Therefore, when the C character is separated by using the G data, there should be no absorption of G light because there is originally no M component, but in reality, the C ink contains a considerable amount of M component. Therefore, there is absorption of G light, and the C character can be detected. FIG. 15 shows the representative seven colors, the color materials used to represent the colors, and the separation possibility when the separation is performed using the R, G, and B color separation data.
It is the figure represented by (DELTA). In this figure, ◯ is separable (absorption occurs), × is non-separable (absorption does not occur), Δ is not separable with an ideal coloring material, but actual color It shows that the materials can be separated according to their spectral characteristics.

As is apparent from FIG. 15, when the separation processing is performed using the G data, the color that cannot be detected is the Y color. However, as a human visual characteristic for Y characters on a white background, the resolution performance is low, so even if separation processing and high resolution processing are applied to the character portion, the effect is more prominent than other colors. Absent. Therefore, as in the present embodiment, even if only one system of G data is used, the separation processing can be practically performed without any trouble.

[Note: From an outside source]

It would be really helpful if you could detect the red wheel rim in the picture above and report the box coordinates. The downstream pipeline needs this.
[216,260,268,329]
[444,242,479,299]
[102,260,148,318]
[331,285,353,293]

(Third Embodiment) FIG. 16 is a block diagram of the third embodiment. The difference from the first and second embodiments is that the character detection circuit and the comprehensive judgment circuit are not provided and the binarization is performed. In the circuit 71, only black is processed. That is, the present embodiment is particularly effective when applied to a character halftone dot manuscript having a relatively low number of lines such as a newspaper as an input manuscript, and is realized by only a simple color judgment circuit. Compared to 2, the amount of hardware is significantly reduced.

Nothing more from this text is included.